Terminator Salvation Review: The Future Bores

Terminator Salvation will go down as the loudest, dullest and least memorable film in the Terminator lexicon thus far. Its lapses in logic are taller than the 200-foot robots that can sneak up on people in complete silence or the bipedal Terminators whose strength varies wildly from scene to scene. Humans are not much better off, portrayed as one-dimensional and underdeveloped as the networked machines they are fighting against.

The first of a proposed new trilogy of Terminator films is set in the year 2018, more than a decade after Judgment Day but before Kyle Reese and a T-800 traveled back in time to protect or destroy Sarah Connor, respectively. Batman himself Christian Bale is John Connor, prophesied savior of mankind from annihilation by the ruthless machines of Skynet. He is not quite the Resistance’s leader but makes up for any lack of authoritative control by barking commands in that low gruff Batman monotone voice which is distracting to say the least.


Bumping heads with Connor is Marcus Wright who, as every trailer has revealed, is a Terminator. Unlike the fabricated T-800, Marcus awakes naked in a hole after being executed for a triple-murder decades before. Disoriented and confused, Marcus teams up with the last two humans alive in Los Angeles, one of whom is a young Kyle Reese, until the Resistance shows him who – or what – he really is.

Glimpses of the “future” in past Terminator films depict a nuclear-ravished wasteland where human survivors hide underground and live in constant fear of being infiltrated by Terminators. They are visibly scared, hungry to the point of starvation, and mired in desperation.

McG’s vision for the post-Judgment Day world is so focused on painting a unique canvas of monochromatic “Children of Men” action sequences that it forgoes human condition Cameron so beautifully integrated into the originals. John Connor, his presumed and visibly pregnant but never properly introduced wife (Bryce Dallas Howard), Resistance fighter Barnes (Common) and the Resistance “High Command” never smile, never emote and never say much of anything other than to yell at one another. It is hard to care about someone’s fate when you never get to know them as people or gain an understanding of their purported suffering. Aside from John Connor, Kyle Reese and Marcus Wright, any character could be removed entirely from Salvation and the story would stay firmly on the tracks.

Only non-human Marcus Wright offers any form of compassion and emotion, and to a lesser extent grossly underutilized Anton Yelchin as Kyle Reese. During Marcus’ journey from rebirth to “salvation,” soon-to-be megastar Sam Worthington shows his range with subtle eye movements that say a thousand words to shrieks of pain, anguish and confliction. His character is by far the most developed and central to Salvation, but inconsequential and relatively pointless when viewing the series as a whole.

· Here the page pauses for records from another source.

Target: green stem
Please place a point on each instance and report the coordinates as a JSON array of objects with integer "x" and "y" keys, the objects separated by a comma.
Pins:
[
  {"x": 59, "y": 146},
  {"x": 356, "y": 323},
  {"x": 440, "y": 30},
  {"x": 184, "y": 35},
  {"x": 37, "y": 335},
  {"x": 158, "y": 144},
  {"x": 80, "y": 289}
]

Without strong characters to latch onto or give a damn about, Terminator Salvation turns into a string of big action set-pieces designed for the sole intent of competing with the other summer tentpole films. Massive explosions, gunfire and multiple types of land, sea and air Terminators are par for the norm in 2018 and generally well done. Even as the impressive sound mix kicks into high gear as Raptor jets drop napalm bombs on a Terminator outpost, there is an empty feeling inside as if watching a tech demo reel without subtext.

Where Terminator Salvation succeeds draws strongly from the franchise’s roots. Yes, Arnold Schwarzenegger has a brief pseudo-cameo, but the best action is the most intimate: a good old fashioned search and destroy between a T-800 Endo-Skeleton and John Connor. Its intensity and nods to James Cameron and the late Stan Winston’s model work on the T-800 almost forgives the ludicrousness of global Skynet putting all of its eggs into a Hollywood-favorite San Francisco base of operations.

McG has gone on record claiming 30-40 minutes of footage will be edited back into Terminator Salvation for the Blu-ray Disc and DVD home video release. Each and every one of those minutes will be needed to patch plot holes, build characters with sound dialogue and make us begin to care about the future. As it stands, McG’s gritty, grimy, disjointed and dispassionate vision could prove terminal to the franchise’s next steps.